Cedole da difesa o attacco?

A cura di Sara Silano, Morningstar
Gli ultimi anni sono stati difficili per gli investitori in cerca di una cedola obbligazionaria a causa dei bassi tassi di interesse. Negli Stati Uniti, la situazione sta cambiando in quanto la Federal Reserve ha già intrapreso la strada del rialzo dei saggi di riferimento ed è intenzionata a continuare a percorrerla. Secondo molti osservatori, una nuova stretta potrebbe arrivare già a dicembre. Nell’area euro, siamo ancora in una fase monetaria espansiva, anche se la Banca centrale ha iniziato a chiudere i rubinetti, riducendo il programma di Quantitative easing.
Le strette della Fed
L’innalzamento dei tassi è positivo per gli investitori orientati al reddito, perché possono ottenere cedole più generose, anche se nell’immediato l’effetto più evidente è la discesa del prezzo dei titoli obbligazionari in circolazione. Oltreoceano, la Federal Reserve ha deciso quattro incrementi nel 2018 a fronte di un’economia che rimane solida, nonostante il ciclo sia ormai maturo. In questa prospettiva, dunque, i titoli di Stato statunitensi decennali (Treasury) potrebbero apparire interessanti (al netto del cambio euro-dollaro) per chi cerca una cedola e non vuole rischiare, soprattutto in un contesto globale più volatile.
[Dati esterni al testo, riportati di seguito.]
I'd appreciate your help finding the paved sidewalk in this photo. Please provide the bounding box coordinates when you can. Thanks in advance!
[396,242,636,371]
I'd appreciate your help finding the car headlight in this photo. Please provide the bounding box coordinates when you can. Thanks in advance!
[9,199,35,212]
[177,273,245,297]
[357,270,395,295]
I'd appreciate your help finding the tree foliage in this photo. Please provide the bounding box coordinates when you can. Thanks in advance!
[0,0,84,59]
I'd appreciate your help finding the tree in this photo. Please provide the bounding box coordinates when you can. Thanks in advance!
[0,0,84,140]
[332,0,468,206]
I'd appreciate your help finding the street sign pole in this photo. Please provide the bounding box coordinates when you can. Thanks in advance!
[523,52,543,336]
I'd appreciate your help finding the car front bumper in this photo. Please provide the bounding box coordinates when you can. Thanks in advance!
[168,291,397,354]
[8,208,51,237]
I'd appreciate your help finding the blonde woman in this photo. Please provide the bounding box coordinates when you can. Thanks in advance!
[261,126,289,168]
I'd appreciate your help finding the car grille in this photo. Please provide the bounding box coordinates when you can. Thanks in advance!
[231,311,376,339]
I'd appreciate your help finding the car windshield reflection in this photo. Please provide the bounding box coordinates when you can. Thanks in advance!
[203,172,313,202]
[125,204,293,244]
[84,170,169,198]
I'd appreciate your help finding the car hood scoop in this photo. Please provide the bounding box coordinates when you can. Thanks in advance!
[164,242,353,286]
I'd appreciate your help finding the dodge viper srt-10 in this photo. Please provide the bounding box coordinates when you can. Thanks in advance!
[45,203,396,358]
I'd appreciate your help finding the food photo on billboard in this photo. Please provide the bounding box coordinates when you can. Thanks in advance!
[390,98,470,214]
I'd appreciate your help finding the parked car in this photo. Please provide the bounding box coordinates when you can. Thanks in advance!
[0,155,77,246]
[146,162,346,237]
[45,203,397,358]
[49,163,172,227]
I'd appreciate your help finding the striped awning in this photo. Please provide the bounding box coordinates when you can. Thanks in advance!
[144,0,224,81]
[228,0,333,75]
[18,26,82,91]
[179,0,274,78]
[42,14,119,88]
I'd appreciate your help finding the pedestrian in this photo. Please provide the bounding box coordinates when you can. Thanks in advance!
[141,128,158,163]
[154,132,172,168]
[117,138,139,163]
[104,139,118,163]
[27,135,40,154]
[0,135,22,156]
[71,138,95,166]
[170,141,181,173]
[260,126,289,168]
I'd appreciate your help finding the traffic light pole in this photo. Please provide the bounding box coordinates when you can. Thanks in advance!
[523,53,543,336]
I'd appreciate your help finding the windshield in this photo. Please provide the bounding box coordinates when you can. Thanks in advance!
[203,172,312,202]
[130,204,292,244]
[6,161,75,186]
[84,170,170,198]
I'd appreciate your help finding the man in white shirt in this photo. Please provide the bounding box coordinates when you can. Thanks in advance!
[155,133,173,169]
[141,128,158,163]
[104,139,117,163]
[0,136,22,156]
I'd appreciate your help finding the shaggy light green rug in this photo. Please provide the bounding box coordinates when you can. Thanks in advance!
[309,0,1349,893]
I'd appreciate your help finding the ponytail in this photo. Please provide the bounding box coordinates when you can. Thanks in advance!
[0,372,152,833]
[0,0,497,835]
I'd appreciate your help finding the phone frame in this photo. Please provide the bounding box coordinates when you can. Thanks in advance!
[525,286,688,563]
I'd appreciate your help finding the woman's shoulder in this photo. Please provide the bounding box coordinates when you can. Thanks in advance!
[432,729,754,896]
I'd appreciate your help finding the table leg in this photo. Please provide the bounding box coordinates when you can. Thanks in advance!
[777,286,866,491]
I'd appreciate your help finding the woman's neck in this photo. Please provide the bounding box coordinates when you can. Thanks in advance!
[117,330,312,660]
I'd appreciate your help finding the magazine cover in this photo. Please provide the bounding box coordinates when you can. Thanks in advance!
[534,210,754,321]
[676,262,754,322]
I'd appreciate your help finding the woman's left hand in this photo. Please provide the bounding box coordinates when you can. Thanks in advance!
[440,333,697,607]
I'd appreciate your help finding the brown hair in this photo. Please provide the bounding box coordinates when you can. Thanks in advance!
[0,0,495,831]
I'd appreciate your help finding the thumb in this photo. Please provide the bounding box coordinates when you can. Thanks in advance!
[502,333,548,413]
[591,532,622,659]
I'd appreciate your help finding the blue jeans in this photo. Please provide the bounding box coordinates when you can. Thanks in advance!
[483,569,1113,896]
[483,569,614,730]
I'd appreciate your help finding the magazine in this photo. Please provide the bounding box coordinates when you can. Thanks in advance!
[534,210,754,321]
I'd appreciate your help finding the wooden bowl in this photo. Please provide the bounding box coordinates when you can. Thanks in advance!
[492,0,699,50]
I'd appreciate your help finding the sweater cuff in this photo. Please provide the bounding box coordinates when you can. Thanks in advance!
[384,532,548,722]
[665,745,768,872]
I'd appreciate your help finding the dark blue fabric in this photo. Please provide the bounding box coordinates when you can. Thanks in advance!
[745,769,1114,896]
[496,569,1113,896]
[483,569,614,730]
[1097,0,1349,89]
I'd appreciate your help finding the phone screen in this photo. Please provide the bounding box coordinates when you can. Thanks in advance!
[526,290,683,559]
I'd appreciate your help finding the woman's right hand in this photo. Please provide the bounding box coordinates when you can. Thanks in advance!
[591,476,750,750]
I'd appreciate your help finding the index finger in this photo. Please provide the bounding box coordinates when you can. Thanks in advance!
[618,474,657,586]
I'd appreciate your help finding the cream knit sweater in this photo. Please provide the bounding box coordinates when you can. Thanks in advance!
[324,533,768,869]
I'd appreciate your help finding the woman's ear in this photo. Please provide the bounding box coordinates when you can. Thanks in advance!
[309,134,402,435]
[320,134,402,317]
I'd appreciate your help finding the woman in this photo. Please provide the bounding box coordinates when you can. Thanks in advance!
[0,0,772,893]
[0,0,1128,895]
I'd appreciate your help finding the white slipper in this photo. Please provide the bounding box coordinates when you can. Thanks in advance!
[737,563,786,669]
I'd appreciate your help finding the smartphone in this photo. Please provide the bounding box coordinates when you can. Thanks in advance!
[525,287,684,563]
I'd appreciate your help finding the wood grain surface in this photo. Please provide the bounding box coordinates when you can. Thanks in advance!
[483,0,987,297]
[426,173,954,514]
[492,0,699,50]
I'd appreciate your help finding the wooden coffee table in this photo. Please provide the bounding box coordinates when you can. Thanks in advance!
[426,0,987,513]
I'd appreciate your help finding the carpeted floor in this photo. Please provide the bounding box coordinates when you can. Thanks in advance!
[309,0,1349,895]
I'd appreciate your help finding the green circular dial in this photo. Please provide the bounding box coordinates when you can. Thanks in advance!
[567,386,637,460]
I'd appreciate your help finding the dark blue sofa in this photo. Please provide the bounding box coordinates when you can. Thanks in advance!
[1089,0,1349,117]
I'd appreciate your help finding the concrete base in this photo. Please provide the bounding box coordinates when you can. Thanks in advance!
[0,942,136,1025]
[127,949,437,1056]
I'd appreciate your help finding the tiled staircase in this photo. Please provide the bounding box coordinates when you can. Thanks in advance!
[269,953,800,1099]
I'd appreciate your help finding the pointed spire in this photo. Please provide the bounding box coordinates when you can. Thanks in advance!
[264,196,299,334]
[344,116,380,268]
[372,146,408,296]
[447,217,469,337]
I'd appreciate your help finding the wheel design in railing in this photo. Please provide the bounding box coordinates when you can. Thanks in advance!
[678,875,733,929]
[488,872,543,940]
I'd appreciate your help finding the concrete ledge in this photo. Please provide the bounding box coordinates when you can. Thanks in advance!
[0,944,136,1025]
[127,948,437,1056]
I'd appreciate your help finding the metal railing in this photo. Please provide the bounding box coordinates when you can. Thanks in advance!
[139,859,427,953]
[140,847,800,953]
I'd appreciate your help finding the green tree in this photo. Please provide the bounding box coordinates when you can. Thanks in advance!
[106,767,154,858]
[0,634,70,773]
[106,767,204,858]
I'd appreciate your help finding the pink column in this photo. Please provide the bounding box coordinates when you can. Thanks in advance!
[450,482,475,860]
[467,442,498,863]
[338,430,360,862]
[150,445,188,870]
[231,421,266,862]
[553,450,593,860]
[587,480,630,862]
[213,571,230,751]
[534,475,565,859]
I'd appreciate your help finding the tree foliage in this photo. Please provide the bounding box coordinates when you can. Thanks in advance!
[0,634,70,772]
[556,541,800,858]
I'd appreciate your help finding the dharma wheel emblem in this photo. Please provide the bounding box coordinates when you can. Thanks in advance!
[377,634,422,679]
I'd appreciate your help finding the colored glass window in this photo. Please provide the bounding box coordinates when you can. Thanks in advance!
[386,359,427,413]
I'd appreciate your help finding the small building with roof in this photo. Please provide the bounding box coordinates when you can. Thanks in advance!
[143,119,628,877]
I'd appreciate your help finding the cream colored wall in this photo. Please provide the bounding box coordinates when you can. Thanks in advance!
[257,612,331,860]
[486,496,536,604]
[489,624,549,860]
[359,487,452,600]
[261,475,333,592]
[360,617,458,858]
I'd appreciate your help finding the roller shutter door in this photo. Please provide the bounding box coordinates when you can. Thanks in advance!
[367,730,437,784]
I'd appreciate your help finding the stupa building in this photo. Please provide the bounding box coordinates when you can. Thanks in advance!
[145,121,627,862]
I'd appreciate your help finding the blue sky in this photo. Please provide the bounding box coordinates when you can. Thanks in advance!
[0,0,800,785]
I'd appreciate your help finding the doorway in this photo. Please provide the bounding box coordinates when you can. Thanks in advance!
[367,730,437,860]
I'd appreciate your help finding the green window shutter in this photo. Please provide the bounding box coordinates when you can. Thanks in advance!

In Europa, ancora tassi bassi
Nell’area euro, per avere coupon più generosi bisogna rischiare di più, dal momento che il Bund tedesco, considerato sicuro, ha rendimenti molto bassi. Nel segmento obbligazionario, significa guardare a titoli di minore qualità e quindi solvibilità, che però si comportano generalmente meglio in situazioni congiunturali espansive, mentre il Vecchio continente ha dato qualche segnale di rallentamento, soprattutto nell’industria manifatturiera, a causa dell’aumento dei prezzi del petrolio e delle tensioni commerciali. A questo si aggiungono le frizioni tra il governo italiano e l’Unione europea sulla legge di bilancio, che potrebbe aprire a diversi scenari.
Il mese della paura
“Ottobre ha mantenuto la sua reputazione di mese della paura”, dice Cyrique Bourbon, portfolio manager di Morningstar investment management. “Ci ha riportato alla memoria la Grande depressione del 1939, il Lunedì nero del 1987 e la crisi finanziaria globale del 2008”. Il sentiment degli investitori è cambiato. I settori azionari con le più alte valutazioni, come i tecnologici, sono stati colpiti più duramente, così come Wall Street ha sofferto di più delle Borse meno costose (ad esempio quella inglese). Il mercato obbligazionario ha bilanciato un po’ le perdite dell’equity, soprattutto grazie alle emissioni di qualità, ma non è stato sufficiente a compensarle del tutto.
In difesa?
“Il futuro è pieno di incertezze”, dice Bourbon, “ma cercare di prevedere cosa accadrà nel breve e fare scommesse sul mercato è un esercizio futile”. Molti investitori hanno assunto un atteggiamento più difensivo, ma anche in questo caso bisogna fare attenzione. “E’ necessario identificare i rischi nascosti che si sono progressivamente accumulati nei bilanci aziendali, specialmente in quelli che appartengono all’universo di titoli a bassa volatilità ed elevati dividendi”, si legge in una nota di Pictet asset management. Chi va a caccia di dividendi, come fonte di reddito, non deve concentrarsi solo sulla volatilità di un titolo, ma guardare al livello di indebitamento, soprattutto se è generato per finanziare alte cedole e ri-acquisto di azioni proprie (buyback).
Non solo yield
Secondo Dan Kemp, responsabile degli investimenti di MIM, i dividendi sono importanti, ma bisogna considerare anche la sostenibilità della loro crescita nel tempo e l’utile netto totale che viene distribuito. Ad esempio, il settore tecnologico ha avuto un tasso di incremento delle cedole elevato, ma l’ammontare è stato relativamente basso; mentre le utility si trovano in una situazione diametralmente opposta. “Il problema non è solo quello di trovare i rendimenti più alti, perché i ritorni sono frutto della combinazione di payout e valutazioni”, conclude Kemp.